RAG and data infrastructure
RAG combines external information sources with LLMs. It is an inference phase integration in the generative AI project lifecycle. This means we don’t have to go through the expensive training phase, which could run for hours to weeks, to include validated and latest information to LLM generation. Instead of sending user input query directly to a LLM, RAG first retrieves validated information from external data sources such as databases and documents, then it sends these information together with the user query as context to the LLM. This leads to better generation.
For example, I asked “What is Pure Storage Evergreen One?” to a 7B Llama 2 model. I got the following response, which is far from correct.
Llama 2 does not have proper knowledge about the question because it was not included in the datasets used to train the model. This is common to many enterprises whose domain knowledge is not included in the LLMs trained with public datasets.
To improve, I used RAG with the Evergreen One html page as the external data source.
With RAG, I got a much better response.
Data infrastructure for RAG
RAG encodes external data (the html page in the above example) so that it can easily retrieve the relevant parts of the data on query. The best option for storing and retrieving external data for RAG is a vector database, as vector database supports similarity search that enables RAG to quickly retrieve data that is relevant to user query. There are multiple vector database options, both open source and commercial products. Few examples are ChromaDB, Pinecone, Weaviate, Elasticsearch with the vector scoring plugin, and Pgvector — PostgreSQL with vector extension.

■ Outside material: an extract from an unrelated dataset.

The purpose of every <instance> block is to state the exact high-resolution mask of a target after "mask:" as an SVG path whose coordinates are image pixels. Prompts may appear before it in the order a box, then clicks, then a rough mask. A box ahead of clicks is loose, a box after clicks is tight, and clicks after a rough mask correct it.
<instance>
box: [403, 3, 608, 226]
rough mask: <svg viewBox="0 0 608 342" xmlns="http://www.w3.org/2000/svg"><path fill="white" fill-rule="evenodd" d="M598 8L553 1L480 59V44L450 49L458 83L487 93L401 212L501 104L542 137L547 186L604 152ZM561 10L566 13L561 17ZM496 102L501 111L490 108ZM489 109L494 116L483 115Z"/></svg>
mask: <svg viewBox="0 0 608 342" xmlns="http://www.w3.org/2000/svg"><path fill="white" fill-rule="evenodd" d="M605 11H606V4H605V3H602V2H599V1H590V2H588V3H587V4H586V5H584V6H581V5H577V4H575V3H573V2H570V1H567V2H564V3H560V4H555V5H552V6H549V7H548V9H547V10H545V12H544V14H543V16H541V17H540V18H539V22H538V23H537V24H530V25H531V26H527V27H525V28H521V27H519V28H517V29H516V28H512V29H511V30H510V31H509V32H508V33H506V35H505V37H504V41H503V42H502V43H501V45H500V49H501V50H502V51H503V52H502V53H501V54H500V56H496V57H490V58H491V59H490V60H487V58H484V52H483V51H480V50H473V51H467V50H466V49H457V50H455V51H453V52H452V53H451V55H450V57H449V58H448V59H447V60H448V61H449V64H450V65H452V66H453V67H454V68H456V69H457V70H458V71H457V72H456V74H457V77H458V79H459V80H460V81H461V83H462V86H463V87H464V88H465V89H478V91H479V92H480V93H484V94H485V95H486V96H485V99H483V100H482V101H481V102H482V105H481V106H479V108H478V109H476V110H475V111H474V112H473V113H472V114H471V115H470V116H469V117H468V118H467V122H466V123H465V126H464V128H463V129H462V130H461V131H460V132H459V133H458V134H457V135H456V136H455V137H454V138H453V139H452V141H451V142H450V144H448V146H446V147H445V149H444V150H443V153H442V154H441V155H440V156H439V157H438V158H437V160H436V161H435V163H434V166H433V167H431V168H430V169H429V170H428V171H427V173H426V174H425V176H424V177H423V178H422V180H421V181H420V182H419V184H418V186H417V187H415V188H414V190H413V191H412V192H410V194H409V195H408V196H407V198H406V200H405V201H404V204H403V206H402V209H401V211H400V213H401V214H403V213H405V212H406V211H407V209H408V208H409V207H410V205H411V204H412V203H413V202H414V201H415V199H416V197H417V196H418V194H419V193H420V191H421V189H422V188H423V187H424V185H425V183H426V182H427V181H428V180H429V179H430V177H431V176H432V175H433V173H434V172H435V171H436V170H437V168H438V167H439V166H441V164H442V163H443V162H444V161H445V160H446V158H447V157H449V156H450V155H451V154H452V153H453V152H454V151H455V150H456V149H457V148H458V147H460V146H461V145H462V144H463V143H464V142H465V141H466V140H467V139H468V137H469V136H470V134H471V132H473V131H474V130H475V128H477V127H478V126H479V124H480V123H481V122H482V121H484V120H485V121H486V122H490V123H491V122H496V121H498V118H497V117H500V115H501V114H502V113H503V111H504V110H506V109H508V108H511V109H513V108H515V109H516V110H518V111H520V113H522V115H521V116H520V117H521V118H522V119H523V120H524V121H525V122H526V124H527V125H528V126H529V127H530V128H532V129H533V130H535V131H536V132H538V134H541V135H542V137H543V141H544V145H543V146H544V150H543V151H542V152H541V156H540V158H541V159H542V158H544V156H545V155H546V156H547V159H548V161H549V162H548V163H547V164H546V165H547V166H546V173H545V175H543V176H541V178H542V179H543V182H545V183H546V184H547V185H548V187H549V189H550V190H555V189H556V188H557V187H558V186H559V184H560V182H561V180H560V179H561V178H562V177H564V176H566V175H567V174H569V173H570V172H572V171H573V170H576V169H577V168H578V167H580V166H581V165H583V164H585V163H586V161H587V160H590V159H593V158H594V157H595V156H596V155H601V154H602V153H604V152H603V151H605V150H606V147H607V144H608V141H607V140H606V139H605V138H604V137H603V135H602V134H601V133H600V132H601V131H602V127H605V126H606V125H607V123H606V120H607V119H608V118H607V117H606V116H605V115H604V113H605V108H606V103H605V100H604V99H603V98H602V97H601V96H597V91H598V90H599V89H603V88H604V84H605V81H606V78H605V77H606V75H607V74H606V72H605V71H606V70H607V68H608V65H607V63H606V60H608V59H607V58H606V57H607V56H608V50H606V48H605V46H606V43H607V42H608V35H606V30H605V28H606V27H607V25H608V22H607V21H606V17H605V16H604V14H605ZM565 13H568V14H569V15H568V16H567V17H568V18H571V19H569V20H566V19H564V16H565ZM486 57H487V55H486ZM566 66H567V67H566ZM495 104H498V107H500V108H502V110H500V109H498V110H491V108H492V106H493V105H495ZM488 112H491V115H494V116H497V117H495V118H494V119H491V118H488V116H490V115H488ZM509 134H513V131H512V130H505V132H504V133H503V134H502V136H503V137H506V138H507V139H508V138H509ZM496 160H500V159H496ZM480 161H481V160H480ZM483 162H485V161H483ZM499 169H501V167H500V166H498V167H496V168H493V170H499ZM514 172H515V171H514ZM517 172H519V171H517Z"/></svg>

I/O pattern for these vector databases are different from generative AI training. We need high throughput writes for ingestion, and low latency reads for retrieval. While NFS is the protocol of choice for training, we may use block, NFS or S3 here depending on the vector database software. We may also need something like Portworx or a CSI driver to provide persistence storage when running the vector database on Kubernetes, which is quite common.

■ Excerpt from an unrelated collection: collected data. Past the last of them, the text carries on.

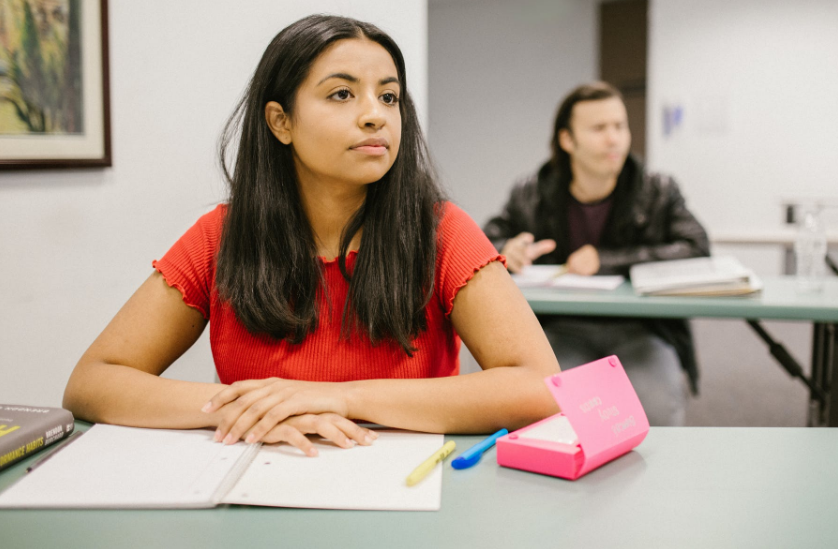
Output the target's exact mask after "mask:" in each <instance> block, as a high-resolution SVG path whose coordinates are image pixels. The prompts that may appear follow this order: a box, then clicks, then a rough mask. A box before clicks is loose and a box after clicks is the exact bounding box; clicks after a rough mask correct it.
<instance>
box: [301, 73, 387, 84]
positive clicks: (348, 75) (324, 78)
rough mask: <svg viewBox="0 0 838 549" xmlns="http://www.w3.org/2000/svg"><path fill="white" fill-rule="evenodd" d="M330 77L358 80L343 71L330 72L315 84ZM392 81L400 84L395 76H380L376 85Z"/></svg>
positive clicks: (322, 80) (351, 81)
mask: <svg viewBox="0 0 838 549" xmlns="http://www.w3.org/2000/svg"><path fill="white" fill-rule="evenodd" d="M330 78H338V79H340V80H346V81H347V82H352V83H353V84H357V83H358V82H360V80H359V79H358V78H357V77H355V76H352V75H351V74H347V73H345V72H336V73H333V74H330V75H329V76H327V77H326V78H324V79H323V80H321V81H320V82H318V83H317V85H318V86H319V85H320V84H322V83H323V82H325V81H326V80H329V79H330ZM392 82H395V83H396V84H399V85H401V84H400V83H399V79H398V78H396V77H395V76H389V77H387V78H382V79H381V80H379V81H378V85H379V86H383V85H384V84H390V83H392Z"/></svg>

Like any database, we should also plan carefully on the data “schema” in these databases. What are the considerations when storing different types of data including HTML, PDF, Powerpoint and Word in a vector database? Should we include metadata such as modification time and document structure? How about tables in the documents? These are all important practical designs for building data infrastructure for RAG.
Since data are encoded as high demential vectors, data can expand to multiple times bigger stored in a vector database for optimal RAG performance. This is also important to storage sizing.
Conclusion
In this blog, I briefly introduced generative AI, RAG and the unique impacts and requirements they impose to data infrastructures. It is rare for an individual (including myself) or even a team to master data infrastructure, generative AI and RAG application, and everything in between. I try to connect the dots within my knowledge and hopefully this helps.
In future posts, I will share more examples and dig into technical details of those generative AI applications, RAG and their data infrastructure.